Wednesday, August 4, 2010

Apple developer

These days, if somebody were to ask me what I do to while away the time in my mountain abode, I have a new and prestigious answer: I'm an Apple developer! This doesn't mean a great deal. In my personal case, it's hardly a professional activity, and certainly not a regular paid job (because I'm officially retired). It's more like a pastime… which might or might not give rise to pecuniary benefits, depending on how I go about things. Only one thing is certain: It's hard work to master the art of Apple software development! But I love this kind of intellectual challenge, because it keeps my neurons in good shape… and it's more fun (to my mind) than playing games.

In more precise terms, I've become a paid-up member of the Apple Developers group (more satisfying and worthwhile, after all, than joining the Australian Labor Party or even the French Socialist Party) in the hope of creating applications for the iPad.

The first and last time I envisaged Macintosh development was in 1987, when I was out in Western Australia working as a lecturer in computing at the Curtin University of Technology. I used the Pascal language to dash off a small software tool, which I named AC-DC [America's Cup, Data for Challengers], designed to help me predict the foreign yacht that would win the right to challenge Australia's famous Kookaburra for the America's Cup. I programmed my Macintosh program (running on the primitive box-shaped machine I had brought with me from France) to print out, for each of the twelve contenders, a scenario of the following kind:

Using these scenarios (which had simply "digested" the results of all the earlier match races), I quickly figured out that the victorious contender would be Dennis Conner on Stars and Stripes. The media center had organized a competition among journalists for the best predictions of the outcome of the challenger rounds. There were prizes (champagne and Louis Vuitton bags) for the top three results.
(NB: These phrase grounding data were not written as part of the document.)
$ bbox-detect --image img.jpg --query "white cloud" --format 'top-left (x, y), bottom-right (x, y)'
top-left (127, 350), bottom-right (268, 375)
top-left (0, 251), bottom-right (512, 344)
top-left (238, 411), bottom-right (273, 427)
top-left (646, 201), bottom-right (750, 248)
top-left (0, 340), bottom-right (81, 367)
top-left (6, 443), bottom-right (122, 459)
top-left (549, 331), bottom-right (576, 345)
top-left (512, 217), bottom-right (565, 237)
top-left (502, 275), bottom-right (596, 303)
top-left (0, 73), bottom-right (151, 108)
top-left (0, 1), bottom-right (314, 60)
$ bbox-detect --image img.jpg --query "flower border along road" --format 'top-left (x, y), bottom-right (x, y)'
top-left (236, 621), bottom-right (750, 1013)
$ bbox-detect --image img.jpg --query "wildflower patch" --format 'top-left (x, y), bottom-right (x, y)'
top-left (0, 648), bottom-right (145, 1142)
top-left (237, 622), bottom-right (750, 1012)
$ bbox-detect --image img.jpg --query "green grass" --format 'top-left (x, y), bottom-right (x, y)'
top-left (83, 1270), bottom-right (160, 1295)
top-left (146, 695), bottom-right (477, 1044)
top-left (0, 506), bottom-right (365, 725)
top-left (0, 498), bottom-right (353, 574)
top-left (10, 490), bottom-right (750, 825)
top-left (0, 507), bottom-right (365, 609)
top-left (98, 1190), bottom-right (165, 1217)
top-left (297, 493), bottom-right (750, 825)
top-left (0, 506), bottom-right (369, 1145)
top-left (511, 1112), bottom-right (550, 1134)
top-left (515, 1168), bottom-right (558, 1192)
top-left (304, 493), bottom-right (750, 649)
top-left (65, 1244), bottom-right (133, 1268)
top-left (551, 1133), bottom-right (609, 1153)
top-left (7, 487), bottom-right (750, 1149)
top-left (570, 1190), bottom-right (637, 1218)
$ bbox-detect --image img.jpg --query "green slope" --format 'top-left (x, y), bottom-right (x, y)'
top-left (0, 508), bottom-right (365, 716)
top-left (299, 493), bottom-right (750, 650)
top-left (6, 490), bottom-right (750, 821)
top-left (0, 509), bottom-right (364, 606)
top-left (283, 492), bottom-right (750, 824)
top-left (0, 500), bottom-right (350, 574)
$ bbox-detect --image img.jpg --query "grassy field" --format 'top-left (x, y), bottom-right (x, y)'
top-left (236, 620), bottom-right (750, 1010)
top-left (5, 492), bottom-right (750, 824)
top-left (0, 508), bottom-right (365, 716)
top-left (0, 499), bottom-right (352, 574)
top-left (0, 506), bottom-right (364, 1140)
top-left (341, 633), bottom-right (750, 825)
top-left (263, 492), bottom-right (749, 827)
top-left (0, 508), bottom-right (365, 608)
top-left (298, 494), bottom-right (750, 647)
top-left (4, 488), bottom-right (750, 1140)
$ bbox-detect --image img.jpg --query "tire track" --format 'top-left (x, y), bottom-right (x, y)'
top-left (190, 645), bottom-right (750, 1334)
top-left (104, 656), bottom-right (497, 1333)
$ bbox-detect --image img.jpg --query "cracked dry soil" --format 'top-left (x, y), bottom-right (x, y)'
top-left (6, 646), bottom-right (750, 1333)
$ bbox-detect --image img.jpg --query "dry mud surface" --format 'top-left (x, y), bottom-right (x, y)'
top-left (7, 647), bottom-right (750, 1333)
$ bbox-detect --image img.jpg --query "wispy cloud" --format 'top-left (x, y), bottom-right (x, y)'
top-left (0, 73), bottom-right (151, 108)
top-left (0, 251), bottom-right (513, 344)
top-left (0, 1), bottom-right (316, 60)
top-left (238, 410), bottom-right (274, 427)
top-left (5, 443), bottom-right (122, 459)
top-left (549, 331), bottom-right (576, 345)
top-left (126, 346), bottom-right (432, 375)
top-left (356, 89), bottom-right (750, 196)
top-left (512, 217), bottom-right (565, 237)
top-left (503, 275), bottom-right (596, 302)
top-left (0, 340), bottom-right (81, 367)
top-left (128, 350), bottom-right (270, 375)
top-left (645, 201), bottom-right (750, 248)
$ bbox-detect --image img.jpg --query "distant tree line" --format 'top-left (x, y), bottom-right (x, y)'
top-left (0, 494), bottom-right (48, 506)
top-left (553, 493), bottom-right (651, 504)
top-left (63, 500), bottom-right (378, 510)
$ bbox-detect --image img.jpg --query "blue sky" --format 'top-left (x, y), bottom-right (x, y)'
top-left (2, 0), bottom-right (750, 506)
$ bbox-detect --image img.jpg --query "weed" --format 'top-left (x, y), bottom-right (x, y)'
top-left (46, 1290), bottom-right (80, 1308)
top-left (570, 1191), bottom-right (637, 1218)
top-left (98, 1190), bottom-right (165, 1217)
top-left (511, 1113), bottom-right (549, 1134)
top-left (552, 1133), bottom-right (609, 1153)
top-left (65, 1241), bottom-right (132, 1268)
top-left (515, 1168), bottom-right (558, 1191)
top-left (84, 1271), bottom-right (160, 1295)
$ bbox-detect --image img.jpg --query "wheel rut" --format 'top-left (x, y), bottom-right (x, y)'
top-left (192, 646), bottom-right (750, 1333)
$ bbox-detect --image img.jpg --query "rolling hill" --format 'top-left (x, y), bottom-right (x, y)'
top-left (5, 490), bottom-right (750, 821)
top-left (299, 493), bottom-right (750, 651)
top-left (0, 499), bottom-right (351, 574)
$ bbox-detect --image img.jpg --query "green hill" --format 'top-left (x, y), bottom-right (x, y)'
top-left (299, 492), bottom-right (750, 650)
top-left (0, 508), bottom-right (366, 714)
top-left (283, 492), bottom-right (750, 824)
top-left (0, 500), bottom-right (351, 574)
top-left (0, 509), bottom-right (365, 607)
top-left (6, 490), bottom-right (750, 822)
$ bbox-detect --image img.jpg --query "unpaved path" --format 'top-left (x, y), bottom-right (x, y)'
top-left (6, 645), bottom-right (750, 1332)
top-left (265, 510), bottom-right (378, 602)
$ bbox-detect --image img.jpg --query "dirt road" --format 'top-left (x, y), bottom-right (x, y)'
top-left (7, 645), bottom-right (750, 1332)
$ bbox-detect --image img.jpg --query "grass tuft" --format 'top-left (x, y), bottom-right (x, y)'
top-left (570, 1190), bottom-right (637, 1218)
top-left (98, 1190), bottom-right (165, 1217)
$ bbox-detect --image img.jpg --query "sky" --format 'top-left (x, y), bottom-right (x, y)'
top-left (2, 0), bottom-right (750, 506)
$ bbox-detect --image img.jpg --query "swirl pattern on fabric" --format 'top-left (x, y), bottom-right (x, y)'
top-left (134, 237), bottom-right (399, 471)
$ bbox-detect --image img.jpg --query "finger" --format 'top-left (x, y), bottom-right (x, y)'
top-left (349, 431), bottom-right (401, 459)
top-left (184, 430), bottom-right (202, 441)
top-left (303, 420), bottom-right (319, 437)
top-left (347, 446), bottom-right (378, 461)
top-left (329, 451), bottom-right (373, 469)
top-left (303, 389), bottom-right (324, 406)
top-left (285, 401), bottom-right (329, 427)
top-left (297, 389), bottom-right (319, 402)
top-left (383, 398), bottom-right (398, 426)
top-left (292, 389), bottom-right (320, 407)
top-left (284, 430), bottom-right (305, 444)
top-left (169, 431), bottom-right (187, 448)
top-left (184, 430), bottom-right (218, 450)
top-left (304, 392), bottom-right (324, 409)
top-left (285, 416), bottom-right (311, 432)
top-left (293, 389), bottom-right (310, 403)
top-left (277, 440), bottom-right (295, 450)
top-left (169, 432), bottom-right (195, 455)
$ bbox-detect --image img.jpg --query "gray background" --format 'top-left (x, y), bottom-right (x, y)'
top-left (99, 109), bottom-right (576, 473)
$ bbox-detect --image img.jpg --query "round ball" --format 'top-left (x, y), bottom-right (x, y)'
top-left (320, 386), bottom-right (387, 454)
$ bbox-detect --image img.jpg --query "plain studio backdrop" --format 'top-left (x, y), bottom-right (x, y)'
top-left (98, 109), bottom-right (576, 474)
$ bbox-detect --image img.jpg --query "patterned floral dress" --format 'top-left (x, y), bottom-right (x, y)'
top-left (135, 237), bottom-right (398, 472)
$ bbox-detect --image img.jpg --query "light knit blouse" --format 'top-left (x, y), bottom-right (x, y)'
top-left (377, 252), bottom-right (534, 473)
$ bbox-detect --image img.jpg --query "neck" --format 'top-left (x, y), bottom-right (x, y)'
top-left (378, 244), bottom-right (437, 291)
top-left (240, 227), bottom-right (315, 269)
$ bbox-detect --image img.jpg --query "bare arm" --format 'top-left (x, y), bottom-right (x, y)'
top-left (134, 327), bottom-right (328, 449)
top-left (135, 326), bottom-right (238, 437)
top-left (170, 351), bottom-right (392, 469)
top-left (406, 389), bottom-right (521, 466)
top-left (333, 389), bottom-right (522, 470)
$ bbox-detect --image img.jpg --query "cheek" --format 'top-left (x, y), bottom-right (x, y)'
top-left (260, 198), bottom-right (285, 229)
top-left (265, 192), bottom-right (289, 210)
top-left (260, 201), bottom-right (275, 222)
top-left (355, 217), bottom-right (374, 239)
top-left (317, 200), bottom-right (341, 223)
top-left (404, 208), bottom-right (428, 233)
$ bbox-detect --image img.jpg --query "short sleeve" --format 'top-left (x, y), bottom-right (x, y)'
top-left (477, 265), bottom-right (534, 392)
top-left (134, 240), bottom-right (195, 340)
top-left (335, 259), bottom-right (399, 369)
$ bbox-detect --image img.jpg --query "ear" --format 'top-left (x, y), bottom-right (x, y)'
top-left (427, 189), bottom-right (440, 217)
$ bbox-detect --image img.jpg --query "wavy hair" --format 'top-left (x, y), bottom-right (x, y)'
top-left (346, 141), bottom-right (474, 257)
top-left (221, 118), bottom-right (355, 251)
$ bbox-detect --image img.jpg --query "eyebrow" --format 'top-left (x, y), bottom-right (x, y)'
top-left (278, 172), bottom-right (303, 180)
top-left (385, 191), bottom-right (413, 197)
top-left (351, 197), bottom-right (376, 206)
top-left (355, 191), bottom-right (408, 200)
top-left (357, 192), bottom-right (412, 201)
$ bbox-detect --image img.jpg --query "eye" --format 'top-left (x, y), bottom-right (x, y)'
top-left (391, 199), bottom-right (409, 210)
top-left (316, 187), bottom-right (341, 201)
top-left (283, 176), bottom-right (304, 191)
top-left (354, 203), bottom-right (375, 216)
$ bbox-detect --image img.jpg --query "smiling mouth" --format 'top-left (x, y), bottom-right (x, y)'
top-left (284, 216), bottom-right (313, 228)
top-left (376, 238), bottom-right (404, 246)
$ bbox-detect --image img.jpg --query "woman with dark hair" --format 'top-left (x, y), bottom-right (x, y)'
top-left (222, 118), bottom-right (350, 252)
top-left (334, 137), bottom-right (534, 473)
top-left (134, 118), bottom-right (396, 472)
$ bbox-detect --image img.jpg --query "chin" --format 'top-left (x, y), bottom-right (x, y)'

Thanks to my Mac tool, I was awarded all three prizes! This meant that, for the remainder of my stay in Fremantle, I guzzled the finest French champagne like lemonade. As for the ugly Louis Vuitton bags, in red plastic, they're still stuck away, almost untouched, in a wardrobe at Gamone. But I'm becoming waylaid by nostalgia…

Today, what are my iPad projects? There are three zones of activity:

1 -- I've imagined a kind of "business card" concept for succinct identity apps (applications) declined for individuals, urban entities (French villages) and firms. I would like to make it so simple for me to design and build such a card that I could offer them dirt cheap.

2 -- An unfinished French version of my Tarot fortune-telling thing at


lets you find answers to all your questions about human existence. Maybe I'll produce an English-language version of this gadget for the iPhone/iPad.

3 -- I'm envisaging an iPhone/iPad version of my Accessor tool at


designed to enable easy access to the archives of my Antipodes blog.

For the moment, I'm printing out the various relevant manuals, and I've bought a big plastic box to house them.

Little by little, of course, I'll need to get around to actually reading and mastering all this documentation.